- Charles Forsberg, Massachusetts Institute of Technology, Cambridge, Massachusetts
In a low-carbon world there is a need for energy storage to match nuclear, wind, and solar output with energy demand. Nuclear reactors produce heat and thus can couple to heat storage systems to provide dispatchable electricity while the reactor operates at full power. Heat storage enables nuclear reactors to replace fossil fuels as dispatchable energy sources and creates a parallel set of energy storage options to electricity (work) storage technologies (hydro pumped storage, batteries, etc.). The estimated costs of many heat storage technologies are more than a factor of ten less than electricity storage.

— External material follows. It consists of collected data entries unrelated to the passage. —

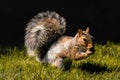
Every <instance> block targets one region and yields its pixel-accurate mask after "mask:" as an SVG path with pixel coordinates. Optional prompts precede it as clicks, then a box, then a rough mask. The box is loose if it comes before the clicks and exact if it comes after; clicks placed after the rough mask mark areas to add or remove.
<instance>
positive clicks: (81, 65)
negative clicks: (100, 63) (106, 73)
mask: <svg viewBox="0 0 120 80" xmlns="http://www.w3.org/2000/svg"><path fill="white" fill-rule="evenodd" d="M78 68H80V69H81V70H85V71H87V72H89V73H97V74H99V73H103V72H105V71H109V70H108V68H107V66H106V65H104V66H102V65H100V64H92V63H89V62H88V63H83V64H82V65H81V66H79V67H78Z"/></svg>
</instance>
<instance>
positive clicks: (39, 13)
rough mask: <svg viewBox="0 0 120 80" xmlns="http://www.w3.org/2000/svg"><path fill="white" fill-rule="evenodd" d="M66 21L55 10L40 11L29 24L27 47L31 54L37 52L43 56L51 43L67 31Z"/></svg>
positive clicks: (46, 50)
mask: <svg viewBox="0 0 120 80" xmlns="http://www.w3.org/2000/svg"><path fill="white" fill-rule="evenodd" d="M65 30H66V21H65V19H64V18H63V17H62V16H60V15H59V14H58V13H56V12H54V11H51V12H50V11H46V12H42V13H39V14H38V15H36V16H35V17H34V18H32V19H31V21H30V22H29V23H28V24H27V27H26V29H25V32H26V34H25V47H26V49H27V53H28V54H29V55H34V54H35V52H37V53H38V54H39V55H40V58H43V57H44V55H45V54H46V52H47V51H48V49H49V47H50V45H51V44H52V43H53V42H54V41H56V40H57V39H58V38H59V37H60V36H61V35H63V34H64V33H65Z"/></svg>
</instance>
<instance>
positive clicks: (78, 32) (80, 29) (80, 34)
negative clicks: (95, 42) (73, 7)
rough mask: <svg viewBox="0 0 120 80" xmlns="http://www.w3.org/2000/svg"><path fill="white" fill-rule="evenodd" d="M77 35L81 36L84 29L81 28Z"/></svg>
mask: <svg viewBox="0 0 120 80" xmlns="http://www.w3.org/2000/svg"><path fill="white" fill-rule="evenodd" d="M77 33H78V34H79V36H81V34H82V29H81V28H79V29H78V32H77Z"/></svg>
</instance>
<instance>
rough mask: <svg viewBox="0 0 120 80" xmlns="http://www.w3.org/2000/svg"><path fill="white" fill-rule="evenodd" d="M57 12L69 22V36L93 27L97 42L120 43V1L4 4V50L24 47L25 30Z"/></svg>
mask: <svg viewBox="0 0 120 80" xmlns="http://www.w3.org/2000/svg"><path fill="white" fill-rule="evenodd" d="M47 10H49V11H56V12H57V13H59V14H60V15H62V16H63V17H64V18H66V21H67V31H66V33H65V34H66V35H71V36H73V35H74V34H75V33H76V31H77V29H78V28H79V27H81V28H82V29H85V28H86V27H87V26H89V27H90V29H91V31H90V33H91V34H92V35H93V36H94V40H95V42H98V43H106V42H107V41H108V40H109V41H113V42H119V41H120V29H119V26H120V25H119V24H120V20H119V19H120V3H119V1H116V0H78V1H76V0H0V46H8V45H23V43H24V33H25V31H24V29H25V27H26V24H27V23H28V22H29V21H30V19H31V18H32V17H33V16H35V15H36V14H38V13H39V12H43V11H47Z"/></svg>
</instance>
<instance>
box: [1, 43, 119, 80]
mask: <svg viewBox="0 0 120 80" xmlns="http://www.w3.org/2000/svg"><path fill="white" fill-rule="evenodd" d="M95 50H96V52H95V53H94V54H93V55H91V56H89V57H88V58H86V59H83V60H79V61H73V62H72V65H71V66H70V69H69V70H66V71H63V70H60V69H56V68H54V67H52V66H50V65H46V64H41V63H39V62H37V61H35V59H34V58H30V57H28V56H27V55H26V52H25V49H24V48H18V47H14V48H4V49H0V80H120V44H115V43H112V42H108V43H107V44H105V45H102V44H95Z"/></svg>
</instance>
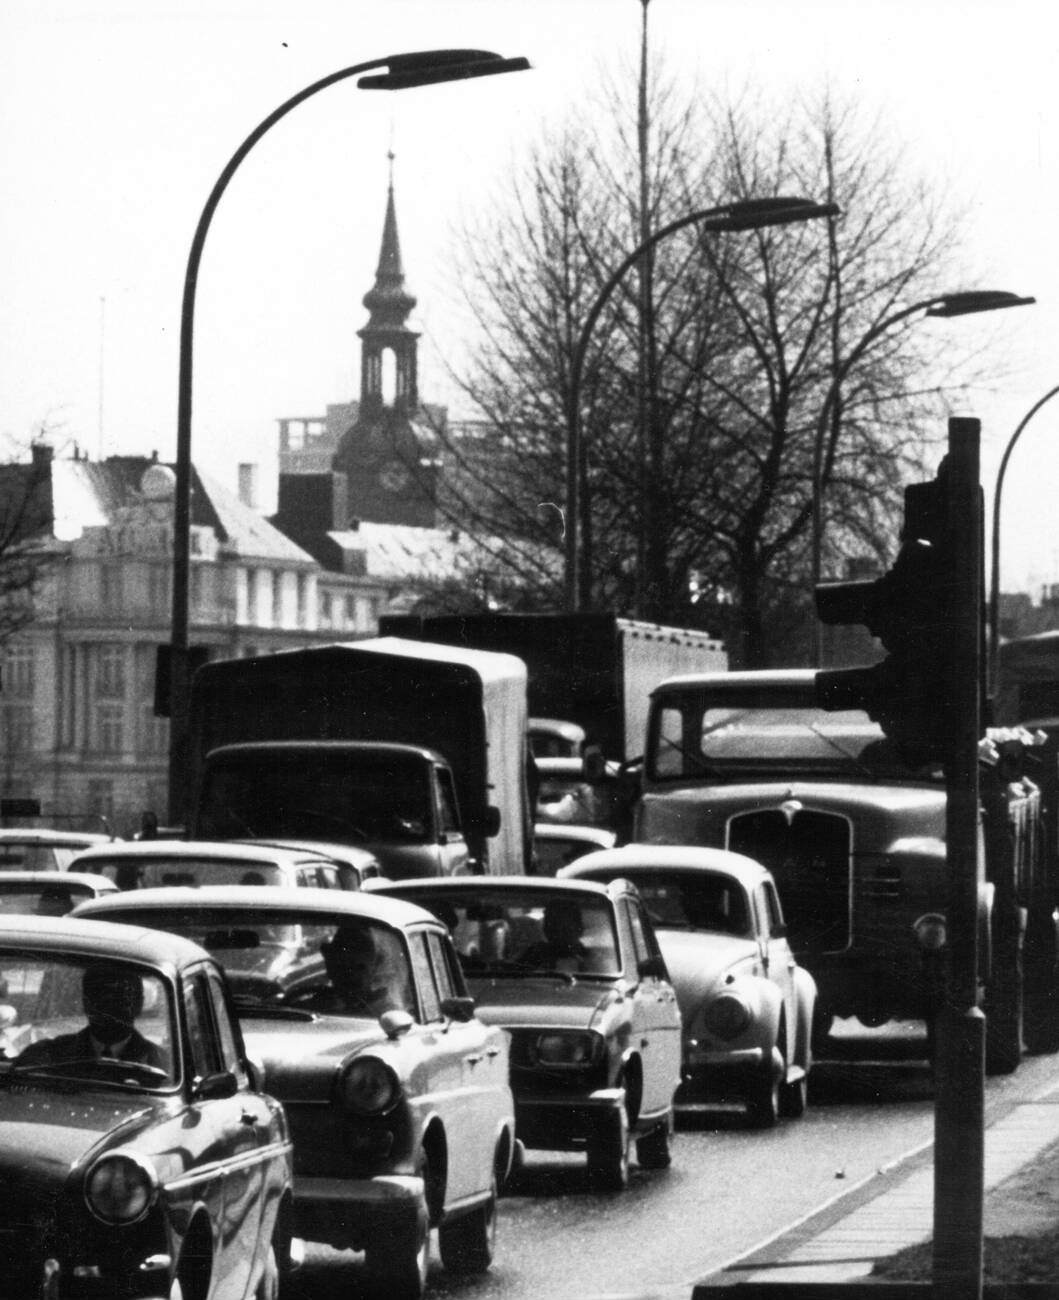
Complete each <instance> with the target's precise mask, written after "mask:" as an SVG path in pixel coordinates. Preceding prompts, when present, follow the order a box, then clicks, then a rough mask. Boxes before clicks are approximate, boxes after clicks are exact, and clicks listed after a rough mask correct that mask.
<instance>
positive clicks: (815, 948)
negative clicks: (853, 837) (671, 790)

There are three categories of heat storage by functional capability and impacts on electricity markets. The first category includes six classes of heat storage technologies that couple to steam power cycles and may enable light water reactors to move electricity output from times of low electricity prices to times of high electricity prices. The second category includes Firebrick Resistance-Heated Energy Storage (FIRES) that converts low-price electricity into high-temperature stored heat for industry, transferring energy from the electrical to industrial sector at times of excess electricity and potentially setting a minimum electricity price slightly below that of fossil fuels. The third category are nuclear Brayton power cycles with FIRES and brick recuperators that enable high-temperature reactors to buy electricity when prices are low and sell electricity when prices are higher.